— Как это? Ведь ваш последний роман вышел меньше двух лет назад…

— Из стола, милостивый государь, из стола. У меня в столе такие залежи, что еще лет десять после моей смерти можно будет издавать по роману в год.

— Потрясающе! Когда же вы бросили писать?

— В пятьдесят девять лет.

— Значит, все ваши романы, вышедшие в последние двадцать четыре года, были из стола?

— С арифметикой у вас все в порядке.

— А в каком возрасте вы начали писать?

— Трудно сказать: я начинал и бросал не один раз.
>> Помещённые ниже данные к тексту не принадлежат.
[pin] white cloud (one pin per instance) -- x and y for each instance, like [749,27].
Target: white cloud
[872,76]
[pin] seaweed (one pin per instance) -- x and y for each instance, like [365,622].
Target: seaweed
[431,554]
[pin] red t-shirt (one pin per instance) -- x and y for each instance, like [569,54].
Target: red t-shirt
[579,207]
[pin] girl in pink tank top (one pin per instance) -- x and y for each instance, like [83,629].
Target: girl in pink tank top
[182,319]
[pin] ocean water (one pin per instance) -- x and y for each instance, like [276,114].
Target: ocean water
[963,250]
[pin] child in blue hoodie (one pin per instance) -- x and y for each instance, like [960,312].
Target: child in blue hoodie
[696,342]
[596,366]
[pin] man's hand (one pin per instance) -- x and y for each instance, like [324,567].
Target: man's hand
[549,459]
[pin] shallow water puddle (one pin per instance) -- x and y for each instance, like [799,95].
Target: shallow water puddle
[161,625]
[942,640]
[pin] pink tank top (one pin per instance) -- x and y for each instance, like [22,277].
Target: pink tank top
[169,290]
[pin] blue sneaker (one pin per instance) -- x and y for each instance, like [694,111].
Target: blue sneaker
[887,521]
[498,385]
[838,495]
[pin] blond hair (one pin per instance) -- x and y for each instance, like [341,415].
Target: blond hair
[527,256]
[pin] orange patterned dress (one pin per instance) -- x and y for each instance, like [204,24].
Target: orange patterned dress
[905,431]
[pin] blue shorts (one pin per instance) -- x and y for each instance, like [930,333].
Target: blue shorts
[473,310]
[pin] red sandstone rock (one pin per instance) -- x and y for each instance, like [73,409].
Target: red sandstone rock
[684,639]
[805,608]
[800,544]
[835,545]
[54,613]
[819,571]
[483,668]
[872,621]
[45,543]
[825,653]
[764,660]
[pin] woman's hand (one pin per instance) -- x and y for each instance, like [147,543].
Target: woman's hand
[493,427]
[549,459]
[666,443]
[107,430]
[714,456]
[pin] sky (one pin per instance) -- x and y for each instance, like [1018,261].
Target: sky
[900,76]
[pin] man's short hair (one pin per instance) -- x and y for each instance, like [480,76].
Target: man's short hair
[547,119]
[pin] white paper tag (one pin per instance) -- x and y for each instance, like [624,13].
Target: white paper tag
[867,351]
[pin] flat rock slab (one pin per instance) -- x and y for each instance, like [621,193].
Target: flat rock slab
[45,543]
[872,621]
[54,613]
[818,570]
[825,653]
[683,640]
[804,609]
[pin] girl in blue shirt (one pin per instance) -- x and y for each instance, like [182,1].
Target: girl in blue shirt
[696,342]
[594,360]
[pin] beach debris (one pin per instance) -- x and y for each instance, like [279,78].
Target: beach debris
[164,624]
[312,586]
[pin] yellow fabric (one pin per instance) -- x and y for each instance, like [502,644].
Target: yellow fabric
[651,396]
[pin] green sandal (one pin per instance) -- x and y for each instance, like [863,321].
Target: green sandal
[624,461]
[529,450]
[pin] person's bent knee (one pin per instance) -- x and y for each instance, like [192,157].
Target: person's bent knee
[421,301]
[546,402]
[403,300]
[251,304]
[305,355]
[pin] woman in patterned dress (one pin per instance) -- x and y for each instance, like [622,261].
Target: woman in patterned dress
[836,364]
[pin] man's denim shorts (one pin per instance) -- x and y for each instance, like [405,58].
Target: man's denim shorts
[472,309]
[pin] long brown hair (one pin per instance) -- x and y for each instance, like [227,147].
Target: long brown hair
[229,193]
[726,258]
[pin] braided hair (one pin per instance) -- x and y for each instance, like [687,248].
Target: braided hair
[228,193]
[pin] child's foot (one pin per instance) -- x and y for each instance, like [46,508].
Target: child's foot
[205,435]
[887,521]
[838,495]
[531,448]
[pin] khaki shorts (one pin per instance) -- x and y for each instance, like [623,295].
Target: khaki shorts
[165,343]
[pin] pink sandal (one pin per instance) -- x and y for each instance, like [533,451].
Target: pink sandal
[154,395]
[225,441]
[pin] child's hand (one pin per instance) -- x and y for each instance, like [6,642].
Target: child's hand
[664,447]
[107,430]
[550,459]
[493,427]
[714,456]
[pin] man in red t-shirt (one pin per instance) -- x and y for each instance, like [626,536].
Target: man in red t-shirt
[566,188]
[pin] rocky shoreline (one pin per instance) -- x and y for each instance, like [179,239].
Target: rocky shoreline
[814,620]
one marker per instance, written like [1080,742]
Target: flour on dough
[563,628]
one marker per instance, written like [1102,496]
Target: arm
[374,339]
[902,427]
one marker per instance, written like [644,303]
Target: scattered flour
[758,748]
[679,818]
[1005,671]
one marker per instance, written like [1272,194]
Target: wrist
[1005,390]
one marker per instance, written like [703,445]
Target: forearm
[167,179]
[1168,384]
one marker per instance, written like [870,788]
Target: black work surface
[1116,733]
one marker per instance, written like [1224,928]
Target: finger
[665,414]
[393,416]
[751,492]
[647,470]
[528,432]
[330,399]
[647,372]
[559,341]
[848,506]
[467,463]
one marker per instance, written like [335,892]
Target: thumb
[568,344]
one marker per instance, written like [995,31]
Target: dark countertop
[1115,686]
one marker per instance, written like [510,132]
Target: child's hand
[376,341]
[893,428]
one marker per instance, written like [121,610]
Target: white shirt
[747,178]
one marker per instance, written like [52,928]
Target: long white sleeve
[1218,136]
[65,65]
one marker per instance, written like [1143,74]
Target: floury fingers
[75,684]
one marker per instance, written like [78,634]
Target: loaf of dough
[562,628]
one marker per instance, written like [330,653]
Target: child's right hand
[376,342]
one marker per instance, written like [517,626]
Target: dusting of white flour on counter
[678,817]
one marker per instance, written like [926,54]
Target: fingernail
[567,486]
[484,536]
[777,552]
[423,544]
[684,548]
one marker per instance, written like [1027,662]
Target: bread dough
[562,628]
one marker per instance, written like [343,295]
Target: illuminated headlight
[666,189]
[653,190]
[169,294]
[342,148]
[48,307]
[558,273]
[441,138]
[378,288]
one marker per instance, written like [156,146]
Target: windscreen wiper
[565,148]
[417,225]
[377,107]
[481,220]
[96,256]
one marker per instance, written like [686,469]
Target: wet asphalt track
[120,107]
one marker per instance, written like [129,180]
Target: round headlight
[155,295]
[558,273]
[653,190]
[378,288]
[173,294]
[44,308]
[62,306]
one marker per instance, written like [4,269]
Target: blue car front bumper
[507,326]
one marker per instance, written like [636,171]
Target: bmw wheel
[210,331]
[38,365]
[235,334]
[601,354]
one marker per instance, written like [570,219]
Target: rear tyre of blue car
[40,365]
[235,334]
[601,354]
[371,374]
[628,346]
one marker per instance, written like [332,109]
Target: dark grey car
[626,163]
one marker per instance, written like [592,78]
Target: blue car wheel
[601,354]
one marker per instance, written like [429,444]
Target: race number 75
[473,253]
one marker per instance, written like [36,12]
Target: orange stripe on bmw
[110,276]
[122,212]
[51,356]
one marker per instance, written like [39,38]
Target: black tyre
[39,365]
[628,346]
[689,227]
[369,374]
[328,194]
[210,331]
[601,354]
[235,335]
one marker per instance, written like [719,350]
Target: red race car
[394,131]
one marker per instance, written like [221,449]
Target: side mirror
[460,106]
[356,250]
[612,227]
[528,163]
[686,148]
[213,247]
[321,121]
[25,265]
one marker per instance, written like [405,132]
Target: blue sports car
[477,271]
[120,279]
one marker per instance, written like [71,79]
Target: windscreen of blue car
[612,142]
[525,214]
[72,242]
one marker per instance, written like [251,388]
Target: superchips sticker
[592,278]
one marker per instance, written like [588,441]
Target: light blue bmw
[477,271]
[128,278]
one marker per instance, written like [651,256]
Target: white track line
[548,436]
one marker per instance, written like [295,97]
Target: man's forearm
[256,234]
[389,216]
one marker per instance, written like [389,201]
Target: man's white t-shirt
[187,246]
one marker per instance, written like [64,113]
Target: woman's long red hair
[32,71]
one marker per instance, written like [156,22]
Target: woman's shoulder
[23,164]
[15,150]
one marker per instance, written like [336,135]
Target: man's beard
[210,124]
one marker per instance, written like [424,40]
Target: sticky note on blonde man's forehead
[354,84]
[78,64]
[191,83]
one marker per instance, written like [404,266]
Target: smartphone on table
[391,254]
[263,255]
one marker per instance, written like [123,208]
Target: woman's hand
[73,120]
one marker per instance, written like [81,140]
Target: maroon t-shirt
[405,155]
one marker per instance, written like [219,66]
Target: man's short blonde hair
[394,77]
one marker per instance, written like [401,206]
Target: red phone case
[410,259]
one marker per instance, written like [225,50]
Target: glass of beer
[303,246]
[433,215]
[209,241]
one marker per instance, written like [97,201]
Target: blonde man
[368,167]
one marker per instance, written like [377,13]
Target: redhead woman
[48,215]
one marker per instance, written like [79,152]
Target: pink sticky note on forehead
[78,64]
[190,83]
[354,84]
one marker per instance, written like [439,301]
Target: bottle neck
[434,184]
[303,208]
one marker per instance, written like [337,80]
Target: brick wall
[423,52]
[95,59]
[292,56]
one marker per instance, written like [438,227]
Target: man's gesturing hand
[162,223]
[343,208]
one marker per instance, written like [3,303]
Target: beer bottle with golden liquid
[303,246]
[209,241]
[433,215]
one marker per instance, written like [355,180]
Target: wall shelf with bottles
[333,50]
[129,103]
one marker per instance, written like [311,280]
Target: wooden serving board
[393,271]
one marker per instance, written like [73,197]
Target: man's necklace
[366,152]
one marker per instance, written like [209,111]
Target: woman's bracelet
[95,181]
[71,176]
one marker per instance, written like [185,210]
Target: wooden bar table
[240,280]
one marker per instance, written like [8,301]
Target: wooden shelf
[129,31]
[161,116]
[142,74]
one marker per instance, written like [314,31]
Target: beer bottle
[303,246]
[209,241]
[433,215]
В первый раз — в шесть лет, тогда я писал трагедии.

— Трагедии, в шесть лет?

— Да, в стихах. Молодость, глупость. В семь лет я бросил. В девять случился рецидив, вылившийся в несколько элегий, тоже в стихах. Прозу я тогда презирал.

— Удивительно слышать такое от одного из величайших прозаиков нашей эпохи.

— В одиннадцать лет я снова бросил и не написал больше ни строчки до восемнадцати.

Журналист записал в блокноте: «Т. ничего не имеет против комплиментов».

— А в восемнадцать?

— В восемнадцать вернулся к этому занятию. Поначалу я писал мало, затем все больше и больше. К двадцати трем годам я нашел оптимальный ритм, в котором и работал далее тридцать шесть лет.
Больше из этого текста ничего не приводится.